Region seeks youth input to craft winning Smart Cities application
Region named a finalist in June, giving it a shot at winning $50 million
Waterloo region is looking for 25 youth to help it draft a winning pitch for the final phase of the Smart Cities Challenge.
In June, the region was named a finalist in the national competition set up by the federal government to get communities to develop ideas around how to use tech to improve lives. The region has a shot at winning the $50 million prize.
Matthew Chandy, project lead for Waterloo region, said the money would be used to improve the lives of children and youth with the help of data and technology.
"There's been this whole drive in our community over the last year and a half around tech for good," he told CBC News.
"We could look at how we can leverage our technology solutions, our knowledge, our tech base to overcome a social challenge."
Improving lives of children, youth
Chandy said the region wants to improve four specific areas of well being for children and youth: mental health, literacy rates, early childhood development and sense of belonging.

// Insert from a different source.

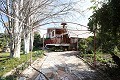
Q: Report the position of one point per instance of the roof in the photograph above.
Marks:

It plans to measure its progress by partnering with UNICEF Canada, which Chandy says is about to launch a national child and youth well being index.
We really want to be that community that everyone else looks to and strives to be when they talk about supporting their children and youth.- Matthew Chandy
The goal, according to Chandy, is for Waterloo region to be the first community in Canada to measure up to UNICEF's national index.
"We want other communities to look to us to understand how they can support their children and youth based on strategies and approaches that we develop here in Waterloo region," he said.
"We really want to be that community that everyone else looks to and strives to be when they talk about supporting their children and youth."
Looking for youth input
In order to do that — and have a shot at winning the $50 million prize — Chandy says the region's Phase 2 application needs a stamp of approval from local youth.
"It's one thing to have adults sitting around the table and talking about different solutions for children and youth, but children and youth in our community actually need to be at the table co-designing and co-creating with us," he said.
The region is asking youth between the age of 13 and 25 to participate in an advisory group that will meet three or four times before the Smart Cities application is due in March.
"We'd like to take the problem statements to youth and ... get their validation of those problem statements before we go to that step of building technology solutions for these problems," he said.
Youth interested in joining the advisory group can apply online until Oct. 31. The first meeting will be held on Nov. 7.